I just really love the attitude of the music that comes out of that city or area. It's really raw and loose and it doesn't try too hard—it's just very natural music with no frills that comes from the heart. I don't know what it is but I feel I can sonically identify with those guys more over any other sound.
We concluded in our Real Scenes film last year that the scene in Bristol was in really good shape. Would you say that's still the case?

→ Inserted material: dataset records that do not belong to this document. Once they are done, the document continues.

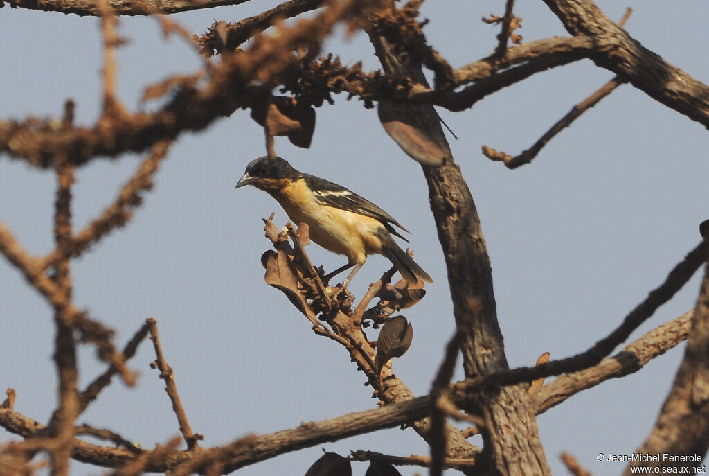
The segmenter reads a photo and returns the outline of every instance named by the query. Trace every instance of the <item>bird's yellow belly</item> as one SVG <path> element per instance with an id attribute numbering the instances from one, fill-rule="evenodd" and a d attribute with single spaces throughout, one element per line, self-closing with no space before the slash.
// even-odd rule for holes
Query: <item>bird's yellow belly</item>
<path id="1" fill-rule="evenodd" d="M 381 243 L 376 236 L 381 223 L 373 218 L 312 201 L 301 201 L 296 206 L 288 200 L 279 200 L 294 224 L 308 224 L 310 239 L 323 248 L 344 255 L 352 262 L 364 263 L 367 255 L 381 253 Z"/>

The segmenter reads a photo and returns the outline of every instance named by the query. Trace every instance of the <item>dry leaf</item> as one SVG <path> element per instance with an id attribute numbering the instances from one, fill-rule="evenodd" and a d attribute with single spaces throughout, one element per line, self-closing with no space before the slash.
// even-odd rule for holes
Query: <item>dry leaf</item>
<path id="1" fill-rule="evenodd" d="M 350 460 L 336 453 L 326 453 L 306 472 L 306 476 L 352 476 Z"/>

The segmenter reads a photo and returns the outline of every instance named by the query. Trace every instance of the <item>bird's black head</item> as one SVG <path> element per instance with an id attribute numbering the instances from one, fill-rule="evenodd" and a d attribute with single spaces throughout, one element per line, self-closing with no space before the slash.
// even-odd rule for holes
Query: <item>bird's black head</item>
<path id="1" fill-rule="evenodd" d="M 246 166 L 246 172 L 237 182 L 236 188 L 250 184 L 265 189 L 285 179 L 294 181 L 299 175 L 300 172 L 280 157 L 259 157 Z"/>

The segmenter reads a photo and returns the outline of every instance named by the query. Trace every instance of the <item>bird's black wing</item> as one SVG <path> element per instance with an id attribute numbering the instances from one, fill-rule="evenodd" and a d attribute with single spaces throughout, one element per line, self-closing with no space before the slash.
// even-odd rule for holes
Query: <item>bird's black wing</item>
<path id="1" fill-rule="evenodd" d="M 306 181 L 308 188 L 313 191 L 316 199 L 323 205 L 347 210 L 379 220 L 390 233 L 398 236 L 404 241 L 408 241 L 403 236 L 401 236 L 391 225 L 396 225 L 406 233 L 409 233 L 409 231 L 401 226 L 393 217 L 367 199 L 357 195 L 342 185 L 337 185 L 318 177 L 303 174 L 303 179 Z"/>

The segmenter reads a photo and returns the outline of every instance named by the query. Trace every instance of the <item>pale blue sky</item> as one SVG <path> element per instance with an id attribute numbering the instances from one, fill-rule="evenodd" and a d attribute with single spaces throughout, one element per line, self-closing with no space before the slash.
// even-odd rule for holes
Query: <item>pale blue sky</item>
<path id="1" fill-rule="evenodd" d="M 615 19 L 632 6 L 626 27 L 634 38 L 709 82 L 709 33 L 697 23 L 709 13 L 705 2 L 598 4 Z M 238 20 L 272 4 L 252 0 L 173 18 L 201 33 L 213 18 Z M 430 20 L 425 33 L 454 67 L 462 66 L 494 48 L 498 28 L 479 18 L 501 14 L 503 8 L 501 1 L 425 2 L 423 16 Z M 541 1 L 518 2 L 515 12 L 523 18 L 520 33 L 525 41 L 566 34 Z M 77 123 L 96 119 L 101 67 L 97 20 L 6 6 L 0 10 L 0 116 L 57 117 L 71 97 Z M 162 40 L 154 20 L 123 18 L 120 33 L 131 40 L 118 58 L 120 96 L 131 109 L 139 107 L 146 83 L 199 67 L 199 58 L 181 40 Z M 377 67 L 362 35 L 343 43 L 338 31 L 328 50 Z M 698 242 L 698 225 L 709 218 L 709 134 L 627 84 L 555 138 L 530 165 L 510 171 L 481 154 L 482 145 L 513 155 L 528 148 L 612 77 L 582 61 L 537 74 L 471 110 L 440 111 L 459 138 L 449 136 L 482 221 L 512 365 L 530 365 L 547 350 L 552 358 L 565 357 L 607 334 Z M 412 232 L 416 260 L 435 279 L 425 298 L 404 313 L 414 327 L 413 343 L 394 362 L 397 375 L 424 394 L 454 324 L 423 175 L 386 136 L 374 110 L 337 96 L 335 106 L 317 114 L 311 149 L 279 139 L 277 151 L 297 168 L 345 185 L 386 210 Z M 119 345 L 145 318 L 157 319 L 190 423 L 205 435 L 206 446 L 376 404 L 347 353 L 314 336 L 284 297 L 263 282 L 259 258 L 269 243 L 261 218 L 275 211 L 277 223 L 283 224 L 285 214 L 263 192 L 235 191 L 234 185 L 245 165 L 264 152 L 260 128 L 240 111 L 202 133 L 182 136 L 129 226 L 73 265 L 76 302 L 116 329 Z M 133 156 L 99 159 L 79 171 L 75 226 L 100 213 L 137 163 Z M 0 220 L 35 253 L 50 249 L 54 189 L 52 172 L 0 157 Z M 316 245 L 309 253 L 326 269 L 344 262 Z M 388 266 L 372 257 L 352 290 L 361 296 Z M 632 338 L 692 307 L 697 278 Z M 0 389 L 14 388 L 16 409 L 45 421 L 55 405 L 50 310 L 4 260 L 0 289 Z M 553 472 L 565 474 L 558 459 L 562 450 L 596 475 L 621 472 L 620 463 L 598 463 L 596 454 L 630 453 L 642 443 L 681 353 L 670 351 L 639 373 L 584 392 L 540 416 Z M 104 368 L 94 355 L 91 347 L 82 348 L 84 384 Z M 140 371 L 137 387 L 114 384 L 79 422 L 112 428 L 146 448 L 177 434 L 162 382 L 148 367 L 153 359 L 144 343 L 131 361 Z M 0 442 L 9 438 L 0 431 Z M 304 474 L 321 448 L 342 455 L 355 449 L 428 453 L 413 431 L 395 429 L 280 456 L 240 474 Z M 353 474 L 364 475 L 365 469 L 355 463 Z M 72 466 L 73 475 L 101 472 Z"/>

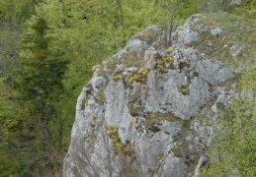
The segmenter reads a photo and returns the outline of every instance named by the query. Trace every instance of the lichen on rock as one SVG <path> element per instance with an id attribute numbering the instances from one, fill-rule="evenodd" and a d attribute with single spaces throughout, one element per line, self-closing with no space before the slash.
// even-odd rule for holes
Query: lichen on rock
<path id="1" fill-rule="evenodd" d="M 147 28 L 95 67 L 77 100 L 64 177 L 126 176 L 128 168 L 141 177 L 198 176 L 213 121 L 237 96 L 232 79 L 240 73 L 193 47 L 206 32 L 216 40 L 224 32 L 210 31 L 207 18 L 192 16 L 167 48 L 160 28 Z"/>

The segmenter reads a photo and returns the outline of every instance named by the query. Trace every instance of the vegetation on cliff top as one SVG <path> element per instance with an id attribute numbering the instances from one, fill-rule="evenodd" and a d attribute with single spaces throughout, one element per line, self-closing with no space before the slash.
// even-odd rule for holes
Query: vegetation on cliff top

Yes most definitely, the scene here is quite healthy now. A lot of people are traveling from all over the country to come and party in Bristol—we've been doing it for years and now it's really great to see Bristol on the map for techno and house.
What are you up to next?
A collaborative project with Will Saul is forthcoming on Aus, plus my second Skudge EP is in the pipeline for next year. Naturally there will be more TANSTAAFL bits on the way and we've signed tracks by Tazz, Jilt van Moorst and KEL (Elias Landberg / one half of Skudge) all forthcoming next year. I'm also working on tracks for Skylax and more bits for Skudge too. I'm also keen to get something done for one of the Firecracker sub-labels from Glasgow, so I've got a lot of time to invest in the studio over the coming months. Also got some great gigs coming up, including our bi-monthly TANSTAAFL at Tresor residency, Eastern Electrics NYE, fabric and my Panorama Bar debut all on the horizon.